MyOcean : quand l'Europe surveille les océans

MyOcean est un projet européen de surveillance des océans, enjeu évident pour l'environnement, la météo et la sécurité maritime. My ocean, projet de surveillance des océansPour cela, l'Europe créé le projet MyOcean, un consortium européen d'analyse et de prévision des océans, qui a été officiellement lancé mercredi 1er avril 2009 à Toulouse. Ce consortium est composé de 60 partenaires répartis dans 28 pays (les 22 états de l’Europe des 27 qui ont une façade maritime, auxquels viennent s'ajouter la Norvège, la Russie, l’Ukraine, le Maroc, Israël et le Canada). Deux entités européennes (JRC et ECMWF) sont également partenaires de « My Ocean », tandis que l’EEA (agence européenne de l’environnement) et l’EMSA (agence européenne de sécurité maritime) seront représentées au niveau stratégique du projet. L’Europe, en tant que « grande puissance » a décidé la mise en place de « Services Publics Européens » avec le double objectif suivant :
  • assurer la santé, le bien-être et la sécurité des citoyens européens
  • favoriser le développement des activités économiques situées en aval de ces services (tout en renforçant le savoir faire et le niveau de compétences techniques européen)

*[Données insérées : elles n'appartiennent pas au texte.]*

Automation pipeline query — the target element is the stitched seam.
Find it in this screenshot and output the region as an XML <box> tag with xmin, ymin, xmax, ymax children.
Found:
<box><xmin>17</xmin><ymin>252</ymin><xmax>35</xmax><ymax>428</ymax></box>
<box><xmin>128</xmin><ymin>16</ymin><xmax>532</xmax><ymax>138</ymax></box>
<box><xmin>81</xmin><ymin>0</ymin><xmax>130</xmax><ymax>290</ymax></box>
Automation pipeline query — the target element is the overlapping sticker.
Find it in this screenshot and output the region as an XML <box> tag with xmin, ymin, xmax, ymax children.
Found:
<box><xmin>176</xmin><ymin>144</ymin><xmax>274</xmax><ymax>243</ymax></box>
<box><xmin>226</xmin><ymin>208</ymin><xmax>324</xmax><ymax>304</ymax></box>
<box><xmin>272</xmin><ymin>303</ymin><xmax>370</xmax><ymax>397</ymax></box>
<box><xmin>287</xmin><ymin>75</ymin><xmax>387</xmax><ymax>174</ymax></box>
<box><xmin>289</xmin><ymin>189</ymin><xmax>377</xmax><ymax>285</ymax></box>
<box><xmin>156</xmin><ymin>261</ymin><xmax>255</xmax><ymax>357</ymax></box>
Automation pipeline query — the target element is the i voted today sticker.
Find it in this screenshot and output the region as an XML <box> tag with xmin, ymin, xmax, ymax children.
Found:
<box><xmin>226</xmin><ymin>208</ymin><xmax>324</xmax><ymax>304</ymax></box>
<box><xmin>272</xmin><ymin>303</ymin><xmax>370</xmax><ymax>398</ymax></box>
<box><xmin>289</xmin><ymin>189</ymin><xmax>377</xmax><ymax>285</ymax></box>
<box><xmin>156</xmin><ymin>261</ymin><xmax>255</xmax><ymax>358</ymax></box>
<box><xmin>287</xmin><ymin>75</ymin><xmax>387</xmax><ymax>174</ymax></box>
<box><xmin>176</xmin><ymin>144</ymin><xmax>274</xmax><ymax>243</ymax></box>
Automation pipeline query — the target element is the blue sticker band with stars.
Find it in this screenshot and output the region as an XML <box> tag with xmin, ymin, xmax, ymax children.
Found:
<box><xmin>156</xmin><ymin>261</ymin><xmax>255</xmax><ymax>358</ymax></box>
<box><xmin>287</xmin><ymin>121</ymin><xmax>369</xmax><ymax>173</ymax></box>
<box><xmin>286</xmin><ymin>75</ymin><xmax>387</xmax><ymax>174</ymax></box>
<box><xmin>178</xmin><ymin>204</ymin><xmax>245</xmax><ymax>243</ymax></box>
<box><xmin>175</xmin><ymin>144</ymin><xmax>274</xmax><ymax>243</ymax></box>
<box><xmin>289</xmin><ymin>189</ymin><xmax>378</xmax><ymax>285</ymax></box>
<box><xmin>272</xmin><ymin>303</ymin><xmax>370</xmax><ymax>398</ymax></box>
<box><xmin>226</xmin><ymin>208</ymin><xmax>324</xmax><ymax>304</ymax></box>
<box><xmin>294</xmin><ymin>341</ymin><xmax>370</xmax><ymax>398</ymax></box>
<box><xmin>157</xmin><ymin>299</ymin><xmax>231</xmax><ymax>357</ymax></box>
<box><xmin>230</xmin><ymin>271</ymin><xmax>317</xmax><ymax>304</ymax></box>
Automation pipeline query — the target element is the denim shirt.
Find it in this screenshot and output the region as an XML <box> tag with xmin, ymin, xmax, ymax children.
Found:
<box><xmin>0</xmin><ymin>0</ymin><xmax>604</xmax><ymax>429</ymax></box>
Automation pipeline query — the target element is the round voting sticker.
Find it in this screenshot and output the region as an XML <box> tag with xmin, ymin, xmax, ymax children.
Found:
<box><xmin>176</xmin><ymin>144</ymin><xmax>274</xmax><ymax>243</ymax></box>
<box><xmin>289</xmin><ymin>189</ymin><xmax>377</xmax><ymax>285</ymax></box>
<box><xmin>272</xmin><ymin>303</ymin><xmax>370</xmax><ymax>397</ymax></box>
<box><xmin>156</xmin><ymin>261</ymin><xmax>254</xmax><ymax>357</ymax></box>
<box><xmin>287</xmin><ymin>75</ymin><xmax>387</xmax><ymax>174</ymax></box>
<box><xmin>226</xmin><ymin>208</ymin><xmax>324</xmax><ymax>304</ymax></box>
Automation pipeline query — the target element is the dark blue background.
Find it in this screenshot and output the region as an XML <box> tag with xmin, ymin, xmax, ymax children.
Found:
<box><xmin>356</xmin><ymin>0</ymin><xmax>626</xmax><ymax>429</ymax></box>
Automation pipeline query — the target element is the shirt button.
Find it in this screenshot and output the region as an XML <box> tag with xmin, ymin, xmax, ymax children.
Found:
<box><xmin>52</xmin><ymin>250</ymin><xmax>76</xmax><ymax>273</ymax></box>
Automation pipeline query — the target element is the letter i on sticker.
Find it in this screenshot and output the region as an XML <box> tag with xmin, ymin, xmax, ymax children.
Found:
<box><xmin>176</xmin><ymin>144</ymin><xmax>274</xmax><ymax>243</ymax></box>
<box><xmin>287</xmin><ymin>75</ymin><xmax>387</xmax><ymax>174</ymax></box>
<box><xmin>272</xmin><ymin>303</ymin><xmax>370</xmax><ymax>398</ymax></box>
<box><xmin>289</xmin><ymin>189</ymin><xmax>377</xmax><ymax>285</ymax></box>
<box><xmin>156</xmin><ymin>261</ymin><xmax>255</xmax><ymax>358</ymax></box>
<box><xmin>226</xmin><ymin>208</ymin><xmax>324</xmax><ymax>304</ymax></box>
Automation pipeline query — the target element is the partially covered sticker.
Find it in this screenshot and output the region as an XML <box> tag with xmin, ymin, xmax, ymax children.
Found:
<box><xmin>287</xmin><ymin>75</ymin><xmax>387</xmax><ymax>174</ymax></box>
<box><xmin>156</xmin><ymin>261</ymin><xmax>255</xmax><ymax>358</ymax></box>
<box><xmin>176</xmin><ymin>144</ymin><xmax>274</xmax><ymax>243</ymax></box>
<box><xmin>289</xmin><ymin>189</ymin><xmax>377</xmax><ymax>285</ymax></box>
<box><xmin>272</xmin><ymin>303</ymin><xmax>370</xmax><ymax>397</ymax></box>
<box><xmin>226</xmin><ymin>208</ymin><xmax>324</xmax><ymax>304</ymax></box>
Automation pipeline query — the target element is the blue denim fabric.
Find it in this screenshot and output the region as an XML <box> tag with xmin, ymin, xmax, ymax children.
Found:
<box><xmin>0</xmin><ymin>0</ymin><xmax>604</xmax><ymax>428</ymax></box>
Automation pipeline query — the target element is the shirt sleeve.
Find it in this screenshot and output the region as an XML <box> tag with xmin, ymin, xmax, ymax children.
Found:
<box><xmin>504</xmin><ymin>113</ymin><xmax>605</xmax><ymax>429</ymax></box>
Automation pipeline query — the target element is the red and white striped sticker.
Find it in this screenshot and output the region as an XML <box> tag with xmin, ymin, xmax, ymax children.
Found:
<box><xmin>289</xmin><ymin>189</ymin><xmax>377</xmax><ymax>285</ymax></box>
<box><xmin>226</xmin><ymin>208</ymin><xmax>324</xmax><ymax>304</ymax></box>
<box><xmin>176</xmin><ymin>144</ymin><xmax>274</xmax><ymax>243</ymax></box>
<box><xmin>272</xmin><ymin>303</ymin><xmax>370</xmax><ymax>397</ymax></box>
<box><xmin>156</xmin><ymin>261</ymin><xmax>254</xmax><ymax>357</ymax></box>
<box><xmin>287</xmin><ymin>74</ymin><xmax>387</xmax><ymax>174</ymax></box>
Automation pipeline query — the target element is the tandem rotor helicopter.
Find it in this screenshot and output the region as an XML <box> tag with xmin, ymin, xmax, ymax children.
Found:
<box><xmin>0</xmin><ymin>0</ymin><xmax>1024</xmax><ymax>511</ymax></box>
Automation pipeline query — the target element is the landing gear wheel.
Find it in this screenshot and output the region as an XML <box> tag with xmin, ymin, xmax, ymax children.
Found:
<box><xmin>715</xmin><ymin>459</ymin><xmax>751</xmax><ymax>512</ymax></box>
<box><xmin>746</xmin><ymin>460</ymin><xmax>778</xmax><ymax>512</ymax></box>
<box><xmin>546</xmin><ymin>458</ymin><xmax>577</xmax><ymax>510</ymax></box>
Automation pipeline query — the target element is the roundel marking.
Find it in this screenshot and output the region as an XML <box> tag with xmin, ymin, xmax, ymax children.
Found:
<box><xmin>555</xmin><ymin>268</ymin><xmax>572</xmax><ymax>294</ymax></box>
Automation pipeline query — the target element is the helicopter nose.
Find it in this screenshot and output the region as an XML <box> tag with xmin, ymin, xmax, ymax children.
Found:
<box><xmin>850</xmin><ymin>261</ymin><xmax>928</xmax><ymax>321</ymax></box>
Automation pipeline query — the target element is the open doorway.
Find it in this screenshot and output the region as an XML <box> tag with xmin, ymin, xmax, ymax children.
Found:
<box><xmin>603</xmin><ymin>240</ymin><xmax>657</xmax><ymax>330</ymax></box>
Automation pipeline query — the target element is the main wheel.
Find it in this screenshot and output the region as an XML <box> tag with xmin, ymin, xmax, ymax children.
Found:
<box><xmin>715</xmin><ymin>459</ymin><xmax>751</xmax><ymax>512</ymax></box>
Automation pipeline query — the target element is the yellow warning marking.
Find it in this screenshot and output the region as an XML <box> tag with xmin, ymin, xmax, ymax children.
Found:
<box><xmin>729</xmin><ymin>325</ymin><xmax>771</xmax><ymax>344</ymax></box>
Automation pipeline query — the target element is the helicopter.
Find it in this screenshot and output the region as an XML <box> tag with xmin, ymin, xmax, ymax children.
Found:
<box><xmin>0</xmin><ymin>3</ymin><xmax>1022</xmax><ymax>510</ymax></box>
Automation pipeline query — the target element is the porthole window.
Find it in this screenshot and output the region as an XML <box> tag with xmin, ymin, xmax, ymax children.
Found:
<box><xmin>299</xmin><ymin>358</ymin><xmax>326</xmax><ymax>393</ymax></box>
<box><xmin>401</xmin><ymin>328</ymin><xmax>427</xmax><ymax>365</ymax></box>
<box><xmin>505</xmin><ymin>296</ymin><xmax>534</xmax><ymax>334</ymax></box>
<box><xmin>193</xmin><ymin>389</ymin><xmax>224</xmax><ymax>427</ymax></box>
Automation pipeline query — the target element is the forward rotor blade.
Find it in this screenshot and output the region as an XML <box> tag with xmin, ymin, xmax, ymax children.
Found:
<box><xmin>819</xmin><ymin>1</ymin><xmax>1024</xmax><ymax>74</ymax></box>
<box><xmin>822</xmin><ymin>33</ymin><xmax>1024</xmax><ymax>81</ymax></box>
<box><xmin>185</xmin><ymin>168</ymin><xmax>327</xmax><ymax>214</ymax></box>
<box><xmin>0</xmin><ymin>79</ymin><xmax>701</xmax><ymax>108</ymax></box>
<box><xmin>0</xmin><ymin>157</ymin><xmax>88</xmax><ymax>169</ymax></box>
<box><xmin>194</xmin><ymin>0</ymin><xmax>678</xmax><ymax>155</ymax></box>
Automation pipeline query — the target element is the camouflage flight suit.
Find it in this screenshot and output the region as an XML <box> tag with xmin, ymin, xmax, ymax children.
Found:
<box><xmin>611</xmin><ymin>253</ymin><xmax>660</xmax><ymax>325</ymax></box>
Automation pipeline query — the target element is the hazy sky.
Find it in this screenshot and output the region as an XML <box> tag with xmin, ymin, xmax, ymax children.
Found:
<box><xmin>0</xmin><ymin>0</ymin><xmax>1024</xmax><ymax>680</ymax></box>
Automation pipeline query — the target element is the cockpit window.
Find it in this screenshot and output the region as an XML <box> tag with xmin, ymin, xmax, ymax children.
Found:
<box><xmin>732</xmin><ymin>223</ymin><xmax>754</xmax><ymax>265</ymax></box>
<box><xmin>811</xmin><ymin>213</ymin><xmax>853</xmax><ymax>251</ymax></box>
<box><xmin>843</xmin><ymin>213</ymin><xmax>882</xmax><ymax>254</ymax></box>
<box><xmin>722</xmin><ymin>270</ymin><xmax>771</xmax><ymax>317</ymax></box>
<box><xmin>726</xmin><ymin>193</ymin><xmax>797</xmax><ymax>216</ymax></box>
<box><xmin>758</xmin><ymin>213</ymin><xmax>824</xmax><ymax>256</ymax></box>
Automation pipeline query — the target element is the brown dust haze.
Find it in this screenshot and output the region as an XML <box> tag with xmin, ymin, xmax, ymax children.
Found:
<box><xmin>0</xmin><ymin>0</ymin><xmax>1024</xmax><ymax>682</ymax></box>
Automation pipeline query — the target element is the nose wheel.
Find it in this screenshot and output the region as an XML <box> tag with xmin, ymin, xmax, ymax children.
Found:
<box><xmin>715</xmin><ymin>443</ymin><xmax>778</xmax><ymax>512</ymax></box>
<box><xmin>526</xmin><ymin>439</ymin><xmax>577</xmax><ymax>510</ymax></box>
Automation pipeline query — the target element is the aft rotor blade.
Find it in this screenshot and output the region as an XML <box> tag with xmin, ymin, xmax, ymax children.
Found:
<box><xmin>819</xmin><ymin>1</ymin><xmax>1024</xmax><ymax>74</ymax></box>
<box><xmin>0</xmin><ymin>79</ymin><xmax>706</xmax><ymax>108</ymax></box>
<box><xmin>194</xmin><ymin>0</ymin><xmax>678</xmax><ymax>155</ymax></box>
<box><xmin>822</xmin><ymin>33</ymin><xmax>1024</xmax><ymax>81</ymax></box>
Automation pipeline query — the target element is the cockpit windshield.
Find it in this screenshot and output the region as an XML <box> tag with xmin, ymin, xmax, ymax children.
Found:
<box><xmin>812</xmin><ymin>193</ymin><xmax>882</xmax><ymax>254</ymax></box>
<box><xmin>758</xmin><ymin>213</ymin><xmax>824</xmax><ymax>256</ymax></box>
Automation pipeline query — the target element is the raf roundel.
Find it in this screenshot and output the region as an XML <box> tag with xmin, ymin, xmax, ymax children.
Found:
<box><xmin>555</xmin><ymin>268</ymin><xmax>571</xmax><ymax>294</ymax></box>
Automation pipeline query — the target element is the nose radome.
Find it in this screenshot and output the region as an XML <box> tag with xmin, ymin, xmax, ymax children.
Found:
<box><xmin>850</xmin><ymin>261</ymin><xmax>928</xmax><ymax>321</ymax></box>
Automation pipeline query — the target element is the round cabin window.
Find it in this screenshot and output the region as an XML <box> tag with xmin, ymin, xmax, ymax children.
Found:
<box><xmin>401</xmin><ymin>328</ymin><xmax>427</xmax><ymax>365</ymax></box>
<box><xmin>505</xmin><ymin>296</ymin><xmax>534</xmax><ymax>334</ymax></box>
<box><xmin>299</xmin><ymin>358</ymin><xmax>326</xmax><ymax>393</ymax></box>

Ces « Services » s’inscrivent dans le cadre du programme GMES (Global Monitoring for Environment and Security). Ils utilisent en entrée aussi bien des données spatiales que des mesures in-situ. A terme (2011, 2014 ?), ces services devraient être financés par une ligne budgétaire dédiée dite « opérationnelle ». Pour l’instant, la définition et la mise en place des trois Services considérés comme les plus matures et prioritaires (services précurseurs ou « Fast Track Services » tels que définis par la commission en 2005) est confiée à des projets financés dans le cadre du 7ième PCRD (1er Call). Il s’agit de (le nom du ou des coordinateur(s) est indiqué entre parenthèse) :
  • SAFER (Infoterra France) pour le « Emergency Response Core Service »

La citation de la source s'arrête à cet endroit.